Comencemos con una declaración que, en tiempos normales, sería absolutamente incontrovertible: hubo un claro ganador en las elecciones presidenciales de Estados Unidos. Ese vencedor fue Joe Biden. Sin embargo, casi la mitad de los estadounidenses se niegan a aceptar que ganó legítimamente.

Las democracias dependen de la fe generalizada en que se está respetando la voluntad política del pueblo; esto ha sido cierto para todas las democracias industriales avanzadas en la era de la posguerra.

Pero las elecciones de 2020 y sus turbulentas secuelas han demostrado que eso ya no puede darse por sentado en Estados Unidos. Joe Biden es el presidente número 46* del país, y ese asterisco denota su ilegitimidad percibida a los ojos de millones. Y todas las señales apuntan a que esta es la nueva normalidad de la política estadounidense. La era de la ‘presidencia asterisco’ está en marcha.

La fe en el proceso político estadounidense no es lo único que se ha trastocado en los últimos años, ya que la creciente desigualdad ha reconfigurado los bloques de votación tradicionales.

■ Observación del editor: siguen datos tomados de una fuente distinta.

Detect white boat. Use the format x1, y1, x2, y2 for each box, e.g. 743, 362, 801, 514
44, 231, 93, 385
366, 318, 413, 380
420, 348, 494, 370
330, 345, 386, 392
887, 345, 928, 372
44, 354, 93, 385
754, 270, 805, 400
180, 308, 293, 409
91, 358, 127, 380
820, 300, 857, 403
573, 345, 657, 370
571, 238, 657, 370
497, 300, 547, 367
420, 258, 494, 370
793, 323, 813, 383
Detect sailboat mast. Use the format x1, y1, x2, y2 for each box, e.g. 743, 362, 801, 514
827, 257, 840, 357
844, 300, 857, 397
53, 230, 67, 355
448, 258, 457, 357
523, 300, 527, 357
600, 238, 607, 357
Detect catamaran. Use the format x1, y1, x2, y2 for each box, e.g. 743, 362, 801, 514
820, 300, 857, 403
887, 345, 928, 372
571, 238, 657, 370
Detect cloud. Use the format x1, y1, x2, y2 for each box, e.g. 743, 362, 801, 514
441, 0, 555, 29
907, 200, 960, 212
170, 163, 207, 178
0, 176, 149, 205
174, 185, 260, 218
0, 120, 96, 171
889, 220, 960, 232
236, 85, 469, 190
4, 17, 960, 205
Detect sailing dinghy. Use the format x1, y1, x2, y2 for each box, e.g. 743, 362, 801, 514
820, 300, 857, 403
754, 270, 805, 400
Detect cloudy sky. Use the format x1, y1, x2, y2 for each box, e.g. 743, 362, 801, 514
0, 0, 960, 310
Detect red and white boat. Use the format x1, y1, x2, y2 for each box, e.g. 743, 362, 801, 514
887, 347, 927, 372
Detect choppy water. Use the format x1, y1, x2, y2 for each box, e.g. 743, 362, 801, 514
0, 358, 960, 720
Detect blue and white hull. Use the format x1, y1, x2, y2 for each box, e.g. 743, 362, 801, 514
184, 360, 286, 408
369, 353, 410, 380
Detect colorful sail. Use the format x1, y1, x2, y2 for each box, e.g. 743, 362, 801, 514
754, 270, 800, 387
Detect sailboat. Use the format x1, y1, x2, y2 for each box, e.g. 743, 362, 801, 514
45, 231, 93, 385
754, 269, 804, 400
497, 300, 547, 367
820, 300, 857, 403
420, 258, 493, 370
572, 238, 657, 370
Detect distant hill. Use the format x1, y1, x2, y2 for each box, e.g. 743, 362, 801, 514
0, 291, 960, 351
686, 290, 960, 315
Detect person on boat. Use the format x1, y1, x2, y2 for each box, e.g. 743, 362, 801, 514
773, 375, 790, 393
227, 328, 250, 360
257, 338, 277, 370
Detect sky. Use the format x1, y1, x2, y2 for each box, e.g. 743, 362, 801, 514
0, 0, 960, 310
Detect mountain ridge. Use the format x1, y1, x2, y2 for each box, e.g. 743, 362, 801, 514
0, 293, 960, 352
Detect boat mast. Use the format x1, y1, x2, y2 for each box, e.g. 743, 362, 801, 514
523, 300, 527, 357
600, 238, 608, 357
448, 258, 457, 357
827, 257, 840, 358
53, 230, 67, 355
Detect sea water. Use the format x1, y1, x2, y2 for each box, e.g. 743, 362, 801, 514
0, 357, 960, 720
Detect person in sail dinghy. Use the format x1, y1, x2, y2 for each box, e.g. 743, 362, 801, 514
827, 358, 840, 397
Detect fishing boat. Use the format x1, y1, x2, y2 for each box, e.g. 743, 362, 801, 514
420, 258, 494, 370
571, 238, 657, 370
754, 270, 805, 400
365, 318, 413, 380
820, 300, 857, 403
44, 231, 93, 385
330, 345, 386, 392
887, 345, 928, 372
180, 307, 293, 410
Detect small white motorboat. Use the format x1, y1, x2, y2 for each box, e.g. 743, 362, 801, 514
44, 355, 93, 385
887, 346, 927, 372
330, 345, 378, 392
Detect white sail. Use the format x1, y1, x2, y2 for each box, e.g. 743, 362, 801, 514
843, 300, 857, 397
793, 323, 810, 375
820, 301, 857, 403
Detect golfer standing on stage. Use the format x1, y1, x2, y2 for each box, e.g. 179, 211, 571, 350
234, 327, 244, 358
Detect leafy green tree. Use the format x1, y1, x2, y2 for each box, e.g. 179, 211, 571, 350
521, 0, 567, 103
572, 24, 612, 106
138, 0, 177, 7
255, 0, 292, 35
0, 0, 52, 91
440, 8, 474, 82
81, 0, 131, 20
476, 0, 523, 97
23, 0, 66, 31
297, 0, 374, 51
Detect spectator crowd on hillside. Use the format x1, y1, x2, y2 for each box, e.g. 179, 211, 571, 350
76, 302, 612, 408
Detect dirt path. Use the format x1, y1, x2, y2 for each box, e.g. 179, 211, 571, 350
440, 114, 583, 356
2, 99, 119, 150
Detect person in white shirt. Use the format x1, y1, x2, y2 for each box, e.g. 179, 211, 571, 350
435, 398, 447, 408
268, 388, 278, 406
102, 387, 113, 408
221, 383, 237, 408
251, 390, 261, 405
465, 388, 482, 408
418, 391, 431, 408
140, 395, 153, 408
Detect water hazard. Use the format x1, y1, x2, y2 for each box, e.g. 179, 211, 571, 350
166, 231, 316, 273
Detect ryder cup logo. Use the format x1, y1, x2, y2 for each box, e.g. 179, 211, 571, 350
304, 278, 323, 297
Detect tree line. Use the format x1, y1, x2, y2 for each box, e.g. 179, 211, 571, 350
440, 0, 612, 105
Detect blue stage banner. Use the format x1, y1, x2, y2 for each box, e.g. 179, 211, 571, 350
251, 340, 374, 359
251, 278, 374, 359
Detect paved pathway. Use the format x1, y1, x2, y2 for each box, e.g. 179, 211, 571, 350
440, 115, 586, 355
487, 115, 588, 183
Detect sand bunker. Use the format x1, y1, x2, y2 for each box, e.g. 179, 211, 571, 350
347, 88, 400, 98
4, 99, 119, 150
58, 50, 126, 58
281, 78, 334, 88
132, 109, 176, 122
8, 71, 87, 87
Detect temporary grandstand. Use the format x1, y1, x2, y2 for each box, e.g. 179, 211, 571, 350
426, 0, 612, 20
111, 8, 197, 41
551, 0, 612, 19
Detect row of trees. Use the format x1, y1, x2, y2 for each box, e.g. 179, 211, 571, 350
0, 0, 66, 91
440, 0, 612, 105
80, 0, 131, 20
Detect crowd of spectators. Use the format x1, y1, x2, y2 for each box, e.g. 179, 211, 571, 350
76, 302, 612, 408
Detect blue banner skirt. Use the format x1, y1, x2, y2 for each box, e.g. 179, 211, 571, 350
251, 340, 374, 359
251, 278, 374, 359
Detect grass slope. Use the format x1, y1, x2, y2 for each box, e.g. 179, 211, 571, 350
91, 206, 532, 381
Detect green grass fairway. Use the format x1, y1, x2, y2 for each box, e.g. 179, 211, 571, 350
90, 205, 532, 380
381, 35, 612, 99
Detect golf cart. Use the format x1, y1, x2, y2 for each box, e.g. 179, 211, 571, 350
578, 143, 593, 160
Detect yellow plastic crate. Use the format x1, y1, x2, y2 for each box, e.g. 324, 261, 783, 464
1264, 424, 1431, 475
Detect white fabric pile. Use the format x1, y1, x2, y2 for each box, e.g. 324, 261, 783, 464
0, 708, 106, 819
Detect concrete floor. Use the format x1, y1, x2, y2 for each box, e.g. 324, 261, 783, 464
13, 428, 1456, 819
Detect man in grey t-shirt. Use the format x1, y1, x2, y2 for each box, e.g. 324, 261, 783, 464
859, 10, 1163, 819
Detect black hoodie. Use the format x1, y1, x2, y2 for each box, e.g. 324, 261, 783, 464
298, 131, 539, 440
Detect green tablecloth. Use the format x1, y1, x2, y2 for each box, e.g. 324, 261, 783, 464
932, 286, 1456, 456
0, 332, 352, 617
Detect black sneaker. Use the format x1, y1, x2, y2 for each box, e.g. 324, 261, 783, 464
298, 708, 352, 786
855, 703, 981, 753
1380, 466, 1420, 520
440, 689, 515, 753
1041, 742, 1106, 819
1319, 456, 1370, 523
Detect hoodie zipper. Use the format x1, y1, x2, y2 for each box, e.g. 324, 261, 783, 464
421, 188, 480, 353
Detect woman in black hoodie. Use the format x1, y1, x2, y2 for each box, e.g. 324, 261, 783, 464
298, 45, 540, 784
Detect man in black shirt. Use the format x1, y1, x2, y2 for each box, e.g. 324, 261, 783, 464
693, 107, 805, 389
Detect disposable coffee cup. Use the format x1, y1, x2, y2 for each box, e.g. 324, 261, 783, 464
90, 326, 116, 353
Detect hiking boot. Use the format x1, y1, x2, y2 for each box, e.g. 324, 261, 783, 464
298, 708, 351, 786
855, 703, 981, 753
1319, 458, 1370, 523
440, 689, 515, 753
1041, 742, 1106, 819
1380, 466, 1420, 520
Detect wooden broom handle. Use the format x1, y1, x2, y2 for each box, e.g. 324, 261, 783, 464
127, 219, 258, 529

Hoy en día, la división política dominante en Estados Unidos es entre las coaliciones de los habitantes urbanos con educación universitaria y los votantes rurales. El presidente saliente de EE. UU., Donald Trump, se ha aprovechado de esta división (y del colegio electoral que la magnifica) logrando un gran efecto, al obtener la victoria en 2016 y casi el triunfo en 2020.

Él ha sido impulsado por un entorno mediático fragmentado por el auge de la tecnología, lo que hace que elegir narrativas noticiosas que refuercen las propias creencias sea más fácil que nunca antes gracias a las redes sociales.

Y luego está la política personal de Trump, basada principalmente en avivar las divisiones. El mandatario ha llegado a representar el ala antisistema (antistablishment) de la política estadounidense, y su continuo apoyo entre los votantes republicanos ampliará la polarización del país y dará aire a teorías de conspiración infundadas.

Hay más que suficientes oportunistas políticos en Washington dispuestos a promover los ataques (no hay más que ver la cantidad de senadores republicanos que desafiaron la certificación de Biden a instancias de Trump). Los gritos de “fraude” electoral se han trasladado ahora a la corriente principal del discurso político estadounidense, y durarán mucho más que Trump en la escena política nacional.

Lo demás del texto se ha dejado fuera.